Tiao Souk Vongsak evaded arrest.
Fighting broke out all along the border with North
Vietnam.
North Vietnamese regular army units participated in
attacks on July
28-31, 1959. These operations established a pattern of
North
Vietnamese forces leading the attack on a strong point,
then
falling back and letting the Pathet Lao remain in place
once
resistance to the advance had been broken. The tactic had
the
advantage of concealing from view the North Vietnamese
presence.
Rumors of North Vietnamese in the vicinity often had a
terrifying
effect, however. Among the men who heard such rumors in
the
mountains of Houaphan Province that summer was a young
Royal Lao
Army captain named Kong Le. Kong Le had two companies of
the Second
Paratroop Battalion out on patrol almost on the North
Vietnamese
border. When they returned to Xam Nua without encountering
the
enemy, they found that the garrison had decamped, leaving
the town
undefended.
Direct North Vietnamese involvement in Laos began
taking
another form wherein aggression was difficult to prove.
Two months
after the 1954 Geneva Conference on Indochina, the North
Vietnamese
established a small support group known as Group 100, on
the Thanh
Hoa-Houaphan border at Ban Namèo. This unit provided
logistical and
other support to Pathet Lao forces. In view of the
reversion to a
fighting strategy, the North Vietnamese and Lao parties
decided to
establish an upgraded unit. The new unit, known as Group
959,
headquartered at Na Kai, just inside the Houaphan border,
began
operating in September 1959. Its establishment coincided
with a
major effort to expand the hitherto small Pathet Lao
forces.
According to an official history published after the war,
its
mission was "serving as specialists for the Military
Commission and
Supreme Command of the Lao People's Liberation Army, and
organizing
the supplying of Vietnamese matériel to the Laotian
revolution and
directly commanding the Vietnamese volunteer units
operating in Xam
Nua, Xiangkhoang, and Viangchan." These actions were in
violation
of the obligation Ho Chi Minh's government had assumed as
a
participant in the 1954 Geneva Conference to refrain from
any
interference in the internal affairs of Laos.
The Vietnamese party's strategy was by now decided with
regard
to South Vietnam. At the same time, the party outlined a
role for
the LPP that was supportive of North Vietnam, in addition
to the
LPP's role as leader of the revolution in Laos.

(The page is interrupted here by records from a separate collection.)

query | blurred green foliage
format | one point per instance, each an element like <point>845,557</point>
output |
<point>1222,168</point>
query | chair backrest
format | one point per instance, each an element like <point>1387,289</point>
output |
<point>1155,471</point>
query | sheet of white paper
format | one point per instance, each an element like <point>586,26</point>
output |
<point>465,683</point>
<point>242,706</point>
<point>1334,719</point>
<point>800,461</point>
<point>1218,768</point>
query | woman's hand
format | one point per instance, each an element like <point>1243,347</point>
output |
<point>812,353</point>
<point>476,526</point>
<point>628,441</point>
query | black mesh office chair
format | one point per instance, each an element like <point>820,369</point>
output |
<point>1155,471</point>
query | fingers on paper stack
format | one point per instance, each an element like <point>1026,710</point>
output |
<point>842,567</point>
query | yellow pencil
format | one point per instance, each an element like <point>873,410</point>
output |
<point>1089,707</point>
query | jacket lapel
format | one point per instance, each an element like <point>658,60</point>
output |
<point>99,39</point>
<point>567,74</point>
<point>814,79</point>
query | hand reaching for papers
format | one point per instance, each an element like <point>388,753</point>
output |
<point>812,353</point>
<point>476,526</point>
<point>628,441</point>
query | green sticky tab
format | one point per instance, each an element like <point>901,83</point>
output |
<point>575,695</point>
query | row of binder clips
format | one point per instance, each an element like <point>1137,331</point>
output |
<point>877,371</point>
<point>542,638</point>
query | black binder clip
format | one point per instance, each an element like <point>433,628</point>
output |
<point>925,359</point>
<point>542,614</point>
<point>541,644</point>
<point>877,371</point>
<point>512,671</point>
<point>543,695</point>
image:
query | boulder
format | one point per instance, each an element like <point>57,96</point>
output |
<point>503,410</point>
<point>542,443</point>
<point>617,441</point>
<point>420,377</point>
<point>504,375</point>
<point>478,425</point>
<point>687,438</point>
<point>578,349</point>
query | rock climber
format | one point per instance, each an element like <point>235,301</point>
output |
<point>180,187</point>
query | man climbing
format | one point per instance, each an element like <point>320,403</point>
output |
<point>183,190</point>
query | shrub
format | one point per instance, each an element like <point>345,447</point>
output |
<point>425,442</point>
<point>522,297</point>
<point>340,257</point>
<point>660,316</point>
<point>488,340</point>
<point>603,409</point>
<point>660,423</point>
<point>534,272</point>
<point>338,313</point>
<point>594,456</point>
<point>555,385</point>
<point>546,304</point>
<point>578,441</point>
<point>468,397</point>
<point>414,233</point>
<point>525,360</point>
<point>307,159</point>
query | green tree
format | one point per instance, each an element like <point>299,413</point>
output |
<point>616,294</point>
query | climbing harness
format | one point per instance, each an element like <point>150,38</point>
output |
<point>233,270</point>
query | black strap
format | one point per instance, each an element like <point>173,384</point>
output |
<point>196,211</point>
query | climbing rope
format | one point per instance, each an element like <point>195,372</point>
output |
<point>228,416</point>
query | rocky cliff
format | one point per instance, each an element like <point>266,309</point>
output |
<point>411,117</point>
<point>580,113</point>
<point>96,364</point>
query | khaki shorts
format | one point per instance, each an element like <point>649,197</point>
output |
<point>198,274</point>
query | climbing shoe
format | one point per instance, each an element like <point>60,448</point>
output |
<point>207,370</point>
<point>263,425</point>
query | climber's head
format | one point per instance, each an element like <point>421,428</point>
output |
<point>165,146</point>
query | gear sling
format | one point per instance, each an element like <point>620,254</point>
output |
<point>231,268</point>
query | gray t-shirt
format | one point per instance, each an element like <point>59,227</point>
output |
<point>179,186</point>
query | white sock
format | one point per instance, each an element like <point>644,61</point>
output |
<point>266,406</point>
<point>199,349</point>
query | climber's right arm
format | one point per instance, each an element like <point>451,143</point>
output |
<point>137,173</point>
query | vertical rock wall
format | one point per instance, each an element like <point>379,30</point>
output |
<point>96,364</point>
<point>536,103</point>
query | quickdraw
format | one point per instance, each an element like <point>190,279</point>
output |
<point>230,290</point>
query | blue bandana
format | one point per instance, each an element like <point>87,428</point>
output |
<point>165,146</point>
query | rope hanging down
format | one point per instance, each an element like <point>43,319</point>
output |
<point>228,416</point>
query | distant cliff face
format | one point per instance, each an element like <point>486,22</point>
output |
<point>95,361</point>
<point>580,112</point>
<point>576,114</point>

Hanoi's
southern
strategy opened the first tracks through the extremely
rugged
terrain of Xépôn district in mid-1959 of what was to
become the Ho
Chi Minh Trail.
Phetsarath and Sisavang Vong, viceroy and king, died
within two
weeks of each other in October 1959. Sisavang Vong reigned
over
Laos for fifty-four turbulent years as a man of honor,
and, after
his death, his memory was so venerated that when the
communists
came to power in Vientiane they left his statue standing.
His
successor, Savang Vatthana, lacked both his father's hold
on his
people and Phetsarath's charisma. A deeply fatalistic man
who
foresaw he would be the last king of Laos, Savang Vatthana
remained
uncrowned for the rest of his reign because a propitious
date for
the coronation ceremony could not be found.